10/ $EPD turned out to be the winner.

$EPD manages 50,000 miles of pipeline transport all types of energy products.

These pipelines connect together gas fields, 22 natural gas processing facilities, and 23 fractionators, as well as very large storage facilities.

11/ The bulk of $EPD business is with natural gas and Natural Gas Liquids (NGLs), with the rest is split between petrochemicals (14%) and crude oil (21%).

This is perfect in my opinion, as I am still not sure if shale oil will ever be a really profitable.

12/ Management seems top-notch, with many of them in the company for a decade.

The business is simple to operate, as long as management is does not overstretch with debt or acquisitions.

The company keeps collecting fees as long as power plants and refineries need NGLs.

13/ Historically, the company has expanded with a mix of acquisitions and building new facilities.

It seems that with the sector largely consolidated or in strong private hands like Berkshire Energy, any future growth will come from building.

14/ $3B of projects are under construction, most of it in the petrochemical segment.

The sector is only 14% of $EPD's gross margin, so I assume this is the area where there is room to grow.

This is also the least susceptible to disruption from and electrification renewables.

15/ $EPD has made $32B in sales in 2020, with a consistently growing gross profit margin over the last 10 years.

Despite that, the stock price has gone nowhere for most of the decade, before being hammered by covid and recovering recently.

16/ This means that the P/E ratio of the company has declined strongly, from 32 in 2012 to just 12-13 today.
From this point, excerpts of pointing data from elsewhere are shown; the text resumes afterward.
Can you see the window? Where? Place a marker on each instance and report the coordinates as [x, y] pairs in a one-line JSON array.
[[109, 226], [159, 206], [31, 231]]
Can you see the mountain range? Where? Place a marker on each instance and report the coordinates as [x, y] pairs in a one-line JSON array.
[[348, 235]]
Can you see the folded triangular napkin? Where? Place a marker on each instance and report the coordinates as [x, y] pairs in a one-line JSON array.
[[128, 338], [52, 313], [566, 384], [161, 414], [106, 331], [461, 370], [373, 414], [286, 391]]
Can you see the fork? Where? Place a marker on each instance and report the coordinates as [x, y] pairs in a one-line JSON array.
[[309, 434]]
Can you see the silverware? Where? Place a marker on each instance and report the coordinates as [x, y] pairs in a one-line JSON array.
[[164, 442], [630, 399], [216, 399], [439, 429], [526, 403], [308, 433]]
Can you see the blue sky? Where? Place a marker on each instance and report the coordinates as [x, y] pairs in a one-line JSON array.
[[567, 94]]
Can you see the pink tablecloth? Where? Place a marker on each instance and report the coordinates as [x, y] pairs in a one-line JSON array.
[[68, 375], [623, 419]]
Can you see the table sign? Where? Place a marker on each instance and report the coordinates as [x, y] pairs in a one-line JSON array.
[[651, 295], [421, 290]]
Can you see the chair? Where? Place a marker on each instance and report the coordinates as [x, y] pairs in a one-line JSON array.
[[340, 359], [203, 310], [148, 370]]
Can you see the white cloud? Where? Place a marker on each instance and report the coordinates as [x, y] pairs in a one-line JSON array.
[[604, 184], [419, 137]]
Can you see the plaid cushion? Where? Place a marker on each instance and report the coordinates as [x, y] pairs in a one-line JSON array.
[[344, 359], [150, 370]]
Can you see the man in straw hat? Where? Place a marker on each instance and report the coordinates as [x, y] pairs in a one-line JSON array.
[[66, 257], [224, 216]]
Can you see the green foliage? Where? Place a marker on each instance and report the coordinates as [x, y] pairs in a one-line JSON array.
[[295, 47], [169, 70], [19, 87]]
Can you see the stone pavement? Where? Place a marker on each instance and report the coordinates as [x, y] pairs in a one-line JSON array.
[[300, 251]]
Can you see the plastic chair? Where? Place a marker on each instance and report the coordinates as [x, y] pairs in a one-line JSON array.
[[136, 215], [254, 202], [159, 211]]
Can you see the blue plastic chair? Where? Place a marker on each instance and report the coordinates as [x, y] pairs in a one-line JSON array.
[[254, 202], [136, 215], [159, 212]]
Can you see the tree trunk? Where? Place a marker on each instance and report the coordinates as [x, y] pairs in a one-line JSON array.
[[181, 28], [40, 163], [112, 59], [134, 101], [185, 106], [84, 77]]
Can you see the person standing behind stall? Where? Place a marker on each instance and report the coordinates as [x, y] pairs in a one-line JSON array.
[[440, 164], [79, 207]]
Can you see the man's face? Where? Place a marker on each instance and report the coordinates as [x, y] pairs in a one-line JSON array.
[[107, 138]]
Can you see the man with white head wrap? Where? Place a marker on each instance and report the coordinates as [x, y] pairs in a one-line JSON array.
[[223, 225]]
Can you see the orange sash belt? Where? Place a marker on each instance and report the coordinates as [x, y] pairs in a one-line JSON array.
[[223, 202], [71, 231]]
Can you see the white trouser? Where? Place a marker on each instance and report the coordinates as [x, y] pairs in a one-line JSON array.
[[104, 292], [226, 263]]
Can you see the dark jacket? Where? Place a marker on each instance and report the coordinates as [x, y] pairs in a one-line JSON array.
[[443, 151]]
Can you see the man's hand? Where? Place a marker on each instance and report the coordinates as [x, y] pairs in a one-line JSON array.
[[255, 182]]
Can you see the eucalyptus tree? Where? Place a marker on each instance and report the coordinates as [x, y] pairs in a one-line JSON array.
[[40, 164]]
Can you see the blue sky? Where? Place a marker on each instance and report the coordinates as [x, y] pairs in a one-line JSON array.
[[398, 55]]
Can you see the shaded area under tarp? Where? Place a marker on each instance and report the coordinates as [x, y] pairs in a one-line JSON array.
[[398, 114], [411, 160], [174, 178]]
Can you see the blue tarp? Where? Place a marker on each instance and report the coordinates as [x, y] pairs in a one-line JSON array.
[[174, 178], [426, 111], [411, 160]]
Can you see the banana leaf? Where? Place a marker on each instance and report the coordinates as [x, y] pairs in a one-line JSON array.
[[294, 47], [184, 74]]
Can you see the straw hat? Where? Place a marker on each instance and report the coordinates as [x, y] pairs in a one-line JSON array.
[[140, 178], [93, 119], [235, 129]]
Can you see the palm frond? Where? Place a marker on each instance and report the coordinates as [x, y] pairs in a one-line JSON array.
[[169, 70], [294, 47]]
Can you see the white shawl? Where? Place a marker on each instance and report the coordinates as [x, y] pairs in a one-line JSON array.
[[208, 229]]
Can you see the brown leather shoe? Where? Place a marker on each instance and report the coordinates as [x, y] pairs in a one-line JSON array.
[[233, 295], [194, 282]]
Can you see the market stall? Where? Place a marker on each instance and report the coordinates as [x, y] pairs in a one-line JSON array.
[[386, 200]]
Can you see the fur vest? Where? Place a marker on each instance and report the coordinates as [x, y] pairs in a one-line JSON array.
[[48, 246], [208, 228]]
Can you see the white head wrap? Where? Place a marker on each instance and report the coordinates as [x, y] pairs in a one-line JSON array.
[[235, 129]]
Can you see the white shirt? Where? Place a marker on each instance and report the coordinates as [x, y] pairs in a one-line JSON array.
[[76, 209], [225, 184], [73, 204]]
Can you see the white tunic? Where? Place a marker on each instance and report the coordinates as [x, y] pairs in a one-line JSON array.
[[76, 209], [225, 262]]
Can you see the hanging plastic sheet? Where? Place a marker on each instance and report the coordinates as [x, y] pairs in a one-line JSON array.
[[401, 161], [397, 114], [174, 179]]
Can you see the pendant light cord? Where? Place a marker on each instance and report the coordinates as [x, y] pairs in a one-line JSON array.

17/ $EPD has an impressive track record of cash distribution to its shareholders.

22 years of continuous growth in distribution, mixed between dividends and buybacks.

Buybacks have been smartly used, mostly at the moment the company stock was very depressed.

18/ Dividends have grown slowly but steadily, and dividend yields have oscillated between 6-15% for the last 10 years.

The possible upside of the stock price is a nice bonus if it happens, but the dividend yield is the base return expected by the shareholders.

19/ The amount debt is significant, no less than $32B.

Half of $EPD debt is due in >30 years, and 83% of the total debt is due in <10.

The average cost of debt for $EPD has gone down from 5.8% to 4.4%.

All in all, the debt is consequential while not being worrying.

20/ Risks📉

By being a central piece of the US energy infrastructure, $EPD is at the center of the storm about global warming and ESG.

Here are the main risks:

Stricter energy policy from government

Carbon taxes

Price depression simply due to industry

Operational disaster

21/ Valuation 📈

FCF has increased at the astonishing level of 28% in the last 10 years.

I took an “only” 10% growth rate and still get an intrinsic value of $26, to compare to the current $22.

22/ By this metric, $EPD is undervalued.

I think this is likely considering how out of favor the whole sector is.

This also explains why #WarrenBuffett was so interested in large acquisitions in the sector.

23/As a business, I think $EPD offers great value and probably has a good future prospect.

But if the political or judicial landscape changes quicker than expected, I might have to reconsider it.

Just keep that in mind if you decide to invest in $EPD.

Is $EPD a buy? Let me know what you think!